Opinion
2014-11349, Index No. 67780/13.
04-06-2016
Curtis Stewart, New York, N.Y., appellant pro se.
Curtis Stewart, New York, N.Y., appellant pro se.
L. PRISCILLA HALL, J.P., LEONARD B. AUSTIN, SANDRA L. SGROI, and HECTOR D. LaSALLE, JJ.
Opinion In an action to recover damages for wrongful eviction and conversion, the plaintiff appeals, as limited by his brief, from so much of an order of the Supreme Court, Westchester County (Connolly, J.), dated September 17, 2014, as denied his motion pursuant to CPLR 3025(b) for leave to amend the complaint to add additional defendants and granted that branch of the defendant's cross motion which was pursuant to CPLR 3211(a)(5) to dismiss the complaint.
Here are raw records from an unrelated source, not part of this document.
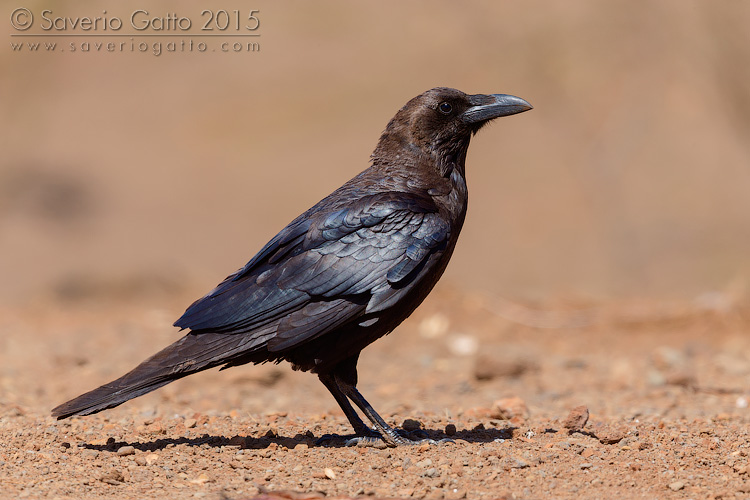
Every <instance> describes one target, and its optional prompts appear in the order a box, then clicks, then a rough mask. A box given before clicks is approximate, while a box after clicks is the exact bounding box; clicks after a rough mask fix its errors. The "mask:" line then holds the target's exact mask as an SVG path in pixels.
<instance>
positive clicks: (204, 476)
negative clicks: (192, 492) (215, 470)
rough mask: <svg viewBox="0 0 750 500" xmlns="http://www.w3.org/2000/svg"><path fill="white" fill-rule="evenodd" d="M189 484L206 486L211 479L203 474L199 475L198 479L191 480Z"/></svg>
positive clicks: (202, 473) (210, 480)
mask: <svg viewBox="0 0 750 500" xmlns="http://www.w3.org/2000/svg"><path fill="white" fill-rule="evenodd" d="M190 482H191V483H193V484H206V483H209V482H211V478H210V477H208V476H207V475H206V474H205V473H201V474H200V475H199V476H198V477H196V478H195V479H192V480H191V481H190Z"/></svg>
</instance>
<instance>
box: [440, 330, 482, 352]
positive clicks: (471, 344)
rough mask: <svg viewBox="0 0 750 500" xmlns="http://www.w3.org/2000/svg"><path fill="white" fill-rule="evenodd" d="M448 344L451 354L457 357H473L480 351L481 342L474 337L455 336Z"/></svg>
mask: <svg viewBox="0 0 750 500" xmlns="http://www.w3.org/2000/svg"><path fill="white" fill-rule="evenodd" d="M447 344H448V349H449V350H450V351H451V354H453V355H455V356H472V355H474V354H476V353H477V351H478V350H479V341H478V340H477V338H476V337H474V336H473V335H466V334H461V335H453V336H451V337H450V338H449V339H448V341H447Z"/></svg>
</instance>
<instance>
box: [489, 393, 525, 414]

ORDERED that the order is affirmed insofar as appealed from, without costs or disbursements.
To dismiss a cause of action pursuant to CPLR 3211(a)(5) on the ground that it is barred by the applicable statute of limitations, a defendant bears the initial burden of demonstrating, prima facie, that the time within which to commence the action has expired (see J.A. Lee Elec., Inc. v. City of New York, 119 A.D.3d 652, 653, 990 N.Y.S.2d 223 ; Fleetwood Agency, Inc. v. Verde Elec. Corp., 85 A.D.3d 850, 925 N.Y.S.2d 576 ; Sabadie v. Burke, 47 A.D.3d 913, 914, 849 N.Y.S.2d 440 ). Only then does the burden shift to the plaintiff to raise a question of fact as to whether the statute of limitations was tolled or was otherwise inapplicable, or whether it actually commenced the action within the applicable limitations period (see Reid v. Incorporated Vil. of Floral Park, 107 A.D.3d 777, 778, 967 N.Y.S.2d 135 ; Williams v. New York City Health & Hosps. Corp., 84 A.D.3d 1358, 1359, 923 N.Y.S.2d 908 ).
An action alleging conversion must be commenced within three years of the date of the conversion (see CPLR 214[3] ; Mariano v. Fiorvante, 118 A.D.3d 961, 962, 989 N.Y.S.2d 55 ), and an action alleging wrongful eviction must be commenced within one year of the date of the eviction (see CPLR 215[7] ; Urra v. Friedman, 231 A.D.2d 710, 710, 648 N.Y.S.2d 41 ; Klishwick
v. Popovicki, 186 A.D.2d 173, 174, 587 N.Y.S.2d 955 ).
Here, the defendant demonstrated, prima facie, that the plaintiff's time in which to commence this action had expired (see J.A. Lee Elec., Inc. v. City of New York, 119 A.D.3d at 653, 990 N.Y.S.2d 223 ; Gkanios v. D'Ambrosio, 271 A.D.2d 488, 706 N.Y.S.2d 910 ; Urra v. Friedman, 231 A.D.2d at 710, 648 N.Y.S.2d 41 ). In opposition, the plaintiff failed to raise a question of fact as to whether the statute of limitations was tolled or was otherwise inapplicable, or whether he actually commenced the action within the applicable limitations period (see Reid v. Incorporated Vil. of Floral Park, 107 A.D.3d at 778, 967 N.Y.S.2d 135 ; Williams v. New York City Health & Hosps. Corp., 84 A.D.3d at 1359, 923 N.Y.S.2d 908 ).
Accordingly, the Supreme Court properly denied the plaintiff's motion for leave to amend the complaint to add additional defendants and granted that branch of the defendant's cross motion which was pursuant to CPLR 3211(a)(5) to dismiss the complaint.